The pope “from the ends of the Earth,” as he described himself from the central loggia of St. Peter’s on the evening of his election on March 13, is a reformer who, as he made clear in “Evangelii Gaudium,” will measure authentic Catholic reform by the criterion of mission-effectiveness. Thus the Franciscan reform of the Roman Curia will not be undertaken for whatever modest satisfactions may be derived from moving slots around on an organizational flowchart, but to ensure that the Catholic Church’s central administration serves the evangelical mission of all the members of the church.

As described by José María Poirier, director of the Argentine Catholic magazine Criterio, the pope is a man who “wants a holy church, or at least one with a great striving for virtue,” because he knows that Christian example is at least as important as logical argument in the church’s evangelization work—a conviction that explains his recent (and welcome) criticism of Catholic “sourpusses.”

He is, by the testimony of many who have worked with him, an efficient executive who consults widely, ponders his options, and then acts decisively. He is not afraid of making decisions, but he makes his decisions carefully, having learned (as he once put it) to be skeptical of his initial impressions and instincts in facing difficult situations. He is not afraid of criticism, he learns from his mistakes, and he wants his collaborators to challenge him when they think he’s wrong.

He is a man of broad culture, well-read theologically but more given to literary references and illustrations than to scholarly theological citations in his preaching and catechesis. Thus one of his recent daily Mass sermons praised Robert Hugh Benson’s early 20th-century apocalyptic novel, “Lord of the World,” for raising important cautions against dictatorial utopianism, or what the pope called “adolescent progressivism.”

Pope Francis also grasps the nature of the great cultural crisis of post-modernity: the rise of a new Gnosticism, in which everything in the human condition is plastic, malleable and subject to human willfulness, nothing is simply given, and human beings are reduced, by self-delusion, legal definition or judicial dictums to mere bundles of desires.

The pope is passionately concerned about the poor, and he knows that poverty in the 21st century takes many forms. It can be found in the grinding material poverty of his native Buenos Aires, caused by decades of corruption, indifference, and the church’s failures to catechize Argentina’s economic and political leaders. But poverty can also be found in the soul-withering spiritual desert of those who measure their humanity by what they have rather than who they are, and who judge others by the same materialist yardstick. Then there is the ethical impoverishment of moral relativism, which dumbs down human aspiration, impedes common work for the common good in society, and inevitably leads to social fragmentation and personal unhappiness.

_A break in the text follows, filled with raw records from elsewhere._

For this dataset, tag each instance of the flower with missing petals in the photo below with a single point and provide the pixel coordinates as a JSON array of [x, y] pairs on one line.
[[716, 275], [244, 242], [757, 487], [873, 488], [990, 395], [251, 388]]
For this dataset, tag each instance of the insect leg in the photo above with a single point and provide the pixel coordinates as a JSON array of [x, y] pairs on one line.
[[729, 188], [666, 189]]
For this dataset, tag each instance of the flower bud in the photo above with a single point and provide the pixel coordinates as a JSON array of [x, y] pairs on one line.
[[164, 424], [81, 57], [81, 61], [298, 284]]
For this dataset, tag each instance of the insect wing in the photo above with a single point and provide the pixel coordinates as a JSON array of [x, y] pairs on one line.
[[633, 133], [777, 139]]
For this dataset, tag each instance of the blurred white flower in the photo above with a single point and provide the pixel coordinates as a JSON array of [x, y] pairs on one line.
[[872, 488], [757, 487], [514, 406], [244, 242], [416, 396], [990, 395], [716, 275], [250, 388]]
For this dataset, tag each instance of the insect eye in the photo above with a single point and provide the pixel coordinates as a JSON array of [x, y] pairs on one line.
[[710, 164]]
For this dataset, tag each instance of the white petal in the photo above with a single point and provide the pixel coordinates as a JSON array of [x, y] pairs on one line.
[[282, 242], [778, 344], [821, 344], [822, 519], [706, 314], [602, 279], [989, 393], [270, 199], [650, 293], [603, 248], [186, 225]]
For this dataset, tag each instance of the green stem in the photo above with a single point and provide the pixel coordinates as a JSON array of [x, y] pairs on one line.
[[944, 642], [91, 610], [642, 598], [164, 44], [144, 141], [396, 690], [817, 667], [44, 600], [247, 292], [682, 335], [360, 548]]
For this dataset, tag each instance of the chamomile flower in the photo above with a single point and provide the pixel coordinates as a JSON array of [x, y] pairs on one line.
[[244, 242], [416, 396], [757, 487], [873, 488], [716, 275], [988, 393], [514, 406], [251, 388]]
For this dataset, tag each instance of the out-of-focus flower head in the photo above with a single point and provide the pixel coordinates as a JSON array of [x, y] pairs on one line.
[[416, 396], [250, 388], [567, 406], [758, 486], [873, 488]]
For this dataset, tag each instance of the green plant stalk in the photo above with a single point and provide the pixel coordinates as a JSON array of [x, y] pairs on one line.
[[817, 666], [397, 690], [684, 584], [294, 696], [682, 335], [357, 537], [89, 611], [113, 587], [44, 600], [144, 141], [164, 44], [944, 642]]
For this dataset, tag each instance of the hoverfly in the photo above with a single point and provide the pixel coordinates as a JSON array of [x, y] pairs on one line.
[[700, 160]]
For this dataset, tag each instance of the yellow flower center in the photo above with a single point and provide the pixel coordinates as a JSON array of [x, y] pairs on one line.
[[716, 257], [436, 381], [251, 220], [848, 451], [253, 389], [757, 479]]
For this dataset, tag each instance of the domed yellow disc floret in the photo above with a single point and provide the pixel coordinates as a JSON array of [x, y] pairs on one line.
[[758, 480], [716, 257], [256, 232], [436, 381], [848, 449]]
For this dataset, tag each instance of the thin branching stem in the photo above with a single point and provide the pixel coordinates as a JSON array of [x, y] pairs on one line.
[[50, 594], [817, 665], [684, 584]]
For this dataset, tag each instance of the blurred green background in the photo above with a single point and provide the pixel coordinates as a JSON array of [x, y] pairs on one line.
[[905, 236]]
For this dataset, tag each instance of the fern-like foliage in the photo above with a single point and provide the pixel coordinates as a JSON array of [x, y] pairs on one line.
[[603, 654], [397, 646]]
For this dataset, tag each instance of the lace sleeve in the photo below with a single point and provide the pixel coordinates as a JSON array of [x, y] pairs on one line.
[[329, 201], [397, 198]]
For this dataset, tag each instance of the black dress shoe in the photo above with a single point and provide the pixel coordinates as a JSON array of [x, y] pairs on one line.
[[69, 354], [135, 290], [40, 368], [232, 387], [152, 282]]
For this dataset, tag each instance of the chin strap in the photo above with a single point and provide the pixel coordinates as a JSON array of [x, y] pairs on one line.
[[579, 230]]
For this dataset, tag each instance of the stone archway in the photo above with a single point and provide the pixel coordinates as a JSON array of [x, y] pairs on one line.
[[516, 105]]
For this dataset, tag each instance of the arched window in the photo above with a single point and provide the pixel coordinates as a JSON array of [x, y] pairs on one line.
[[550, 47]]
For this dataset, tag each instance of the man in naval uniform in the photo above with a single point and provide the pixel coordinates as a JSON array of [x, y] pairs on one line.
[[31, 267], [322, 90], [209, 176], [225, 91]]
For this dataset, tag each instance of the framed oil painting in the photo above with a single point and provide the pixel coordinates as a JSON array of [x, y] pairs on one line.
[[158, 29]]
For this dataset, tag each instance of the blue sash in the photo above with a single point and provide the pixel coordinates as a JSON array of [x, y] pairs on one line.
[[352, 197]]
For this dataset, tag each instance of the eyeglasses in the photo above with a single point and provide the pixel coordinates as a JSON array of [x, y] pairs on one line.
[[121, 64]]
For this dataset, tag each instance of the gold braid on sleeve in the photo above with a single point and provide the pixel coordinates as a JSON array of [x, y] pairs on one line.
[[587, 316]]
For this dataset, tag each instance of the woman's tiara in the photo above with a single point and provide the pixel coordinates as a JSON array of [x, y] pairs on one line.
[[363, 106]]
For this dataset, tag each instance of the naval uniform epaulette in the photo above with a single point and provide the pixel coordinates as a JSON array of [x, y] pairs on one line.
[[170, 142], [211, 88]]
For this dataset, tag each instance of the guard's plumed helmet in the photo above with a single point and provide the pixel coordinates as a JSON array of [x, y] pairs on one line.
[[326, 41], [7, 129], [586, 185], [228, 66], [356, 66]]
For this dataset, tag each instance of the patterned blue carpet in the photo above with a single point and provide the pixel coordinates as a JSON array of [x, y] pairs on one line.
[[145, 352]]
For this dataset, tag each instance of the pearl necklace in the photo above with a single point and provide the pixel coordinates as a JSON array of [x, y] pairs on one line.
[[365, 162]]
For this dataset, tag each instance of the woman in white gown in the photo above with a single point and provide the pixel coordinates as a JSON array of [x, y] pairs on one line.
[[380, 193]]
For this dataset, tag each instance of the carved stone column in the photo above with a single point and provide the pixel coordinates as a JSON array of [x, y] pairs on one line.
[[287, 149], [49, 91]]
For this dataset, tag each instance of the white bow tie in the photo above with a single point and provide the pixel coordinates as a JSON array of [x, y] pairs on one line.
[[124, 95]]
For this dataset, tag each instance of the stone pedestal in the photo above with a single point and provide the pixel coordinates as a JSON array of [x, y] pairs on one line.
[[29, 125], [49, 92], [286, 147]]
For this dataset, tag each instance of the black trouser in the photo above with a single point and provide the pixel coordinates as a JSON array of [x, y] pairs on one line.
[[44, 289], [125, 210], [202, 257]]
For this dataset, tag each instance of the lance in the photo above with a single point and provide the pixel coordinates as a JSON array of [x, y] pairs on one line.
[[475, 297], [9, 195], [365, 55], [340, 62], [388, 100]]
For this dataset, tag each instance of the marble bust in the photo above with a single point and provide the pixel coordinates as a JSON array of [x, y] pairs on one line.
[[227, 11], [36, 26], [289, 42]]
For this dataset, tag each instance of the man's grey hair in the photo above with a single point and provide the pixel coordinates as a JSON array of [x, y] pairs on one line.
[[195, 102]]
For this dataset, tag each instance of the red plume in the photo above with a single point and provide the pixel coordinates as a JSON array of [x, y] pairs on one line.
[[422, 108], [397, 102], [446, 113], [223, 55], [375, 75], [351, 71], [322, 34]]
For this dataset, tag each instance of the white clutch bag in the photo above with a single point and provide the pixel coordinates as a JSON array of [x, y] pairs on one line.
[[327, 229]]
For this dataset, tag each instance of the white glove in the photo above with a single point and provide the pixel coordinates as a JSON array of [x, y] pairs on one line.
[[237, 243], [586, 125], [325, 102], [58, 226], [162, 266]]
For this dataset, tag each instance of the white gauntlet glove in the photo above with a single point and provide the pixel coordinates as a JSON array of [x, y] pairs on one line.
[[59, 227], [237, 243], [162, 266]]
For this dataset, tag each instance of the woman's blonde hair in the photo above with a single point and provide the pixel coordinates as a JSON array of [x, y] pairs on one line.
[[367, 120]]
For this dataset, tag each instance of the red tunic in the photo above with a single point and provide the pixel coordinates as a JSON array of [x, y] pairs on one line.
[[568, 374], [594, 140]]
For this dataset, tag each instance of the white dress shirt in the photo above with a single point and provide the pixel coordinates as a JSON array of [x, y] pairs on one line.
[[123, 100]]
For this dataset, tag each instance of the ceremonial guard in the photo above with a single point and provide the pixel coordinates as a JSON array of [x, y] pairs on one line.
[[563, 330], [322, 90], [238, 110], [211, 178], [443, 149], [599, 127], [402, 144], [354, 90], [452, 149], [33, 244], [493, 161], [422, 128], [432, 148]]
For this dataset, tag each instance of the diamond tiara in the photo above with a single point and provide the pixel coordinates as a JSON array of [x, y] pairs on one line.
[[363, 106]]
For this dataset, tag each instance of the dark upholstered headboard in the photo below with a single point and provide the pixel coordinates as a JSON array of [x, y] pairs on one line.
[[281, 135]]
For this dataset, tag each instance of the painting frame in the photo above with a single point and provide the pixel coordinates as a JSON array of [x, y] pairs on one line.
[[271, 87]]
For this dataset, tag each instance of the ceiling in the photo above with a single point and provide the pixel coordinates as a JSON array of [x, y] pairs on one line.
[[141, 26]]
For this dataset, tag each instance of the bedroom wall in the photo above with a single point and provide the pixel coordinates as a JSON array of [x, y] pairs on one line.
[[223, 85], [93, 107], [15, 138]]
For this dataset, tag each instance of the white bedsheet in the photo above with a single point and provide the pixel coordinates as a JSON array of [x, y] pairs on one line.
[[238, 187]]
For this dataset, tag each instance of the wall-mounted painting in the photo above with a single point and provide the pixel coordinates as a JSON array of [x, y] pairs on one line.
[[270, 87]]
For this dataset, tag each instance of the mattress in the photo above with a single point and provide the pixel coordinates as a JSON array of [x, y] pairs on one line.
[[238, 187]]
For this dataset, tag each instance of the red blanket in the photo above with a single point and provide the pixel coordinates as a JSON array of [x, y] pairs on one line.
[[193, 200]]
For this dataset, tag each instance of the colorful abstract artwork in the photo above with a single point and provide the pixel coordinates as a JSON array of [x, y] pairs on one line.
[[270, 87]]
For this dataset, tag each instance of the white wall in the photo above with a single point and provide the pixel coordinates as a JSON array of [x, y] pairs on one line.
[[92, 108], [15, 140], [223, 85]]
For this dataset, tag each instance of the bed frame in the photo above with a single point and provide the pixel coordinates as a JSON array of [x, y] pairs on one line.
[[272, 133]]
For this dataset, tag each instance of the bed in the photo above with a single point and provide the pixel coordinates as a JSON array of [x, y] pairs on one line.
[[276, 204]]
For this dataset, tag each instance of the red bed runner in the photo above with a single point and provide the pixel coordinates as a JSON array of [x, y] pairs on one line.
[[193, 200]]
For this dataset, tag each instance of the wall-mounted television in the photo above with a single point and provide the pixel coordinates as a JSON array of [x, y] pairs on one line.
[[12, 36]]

As he wrote in “Evangelii Gaudium,” Pope Francis is not a man of “political ideology.” He knows that “business is a vocation and a noble vocation,” if ordered to the common good and the empowerment of the poor. When he criticizes the social, economic or political status quo, he does so as a pastor who is “interested only in helping all those who are in thrall to an individualistic, indifferent and self-centered mentality to be freed from those unworthy chains and to attain a way of living and thinking that is more humane, noble, and fruitful.”

Pope Francis is a revolutionary. The revolution he proposes, however, is not a matter of economic or political prescription, but a revolution in the self-understanding of the Catholic Church: a re-energizing return to the pentecostal fervor and evangelical passion from which the church was born two millennia ago, and a summons to mission that accelerates the great historical transition from institutional-maintenance Catholicism to the Church of the New Evangelization.

George Weigel is Distinguished Senior Fellow of the Ethics and Public Policy Center in Washington, D.C. and holds EPPC’s William E. Simon Chair in Catholic Studies.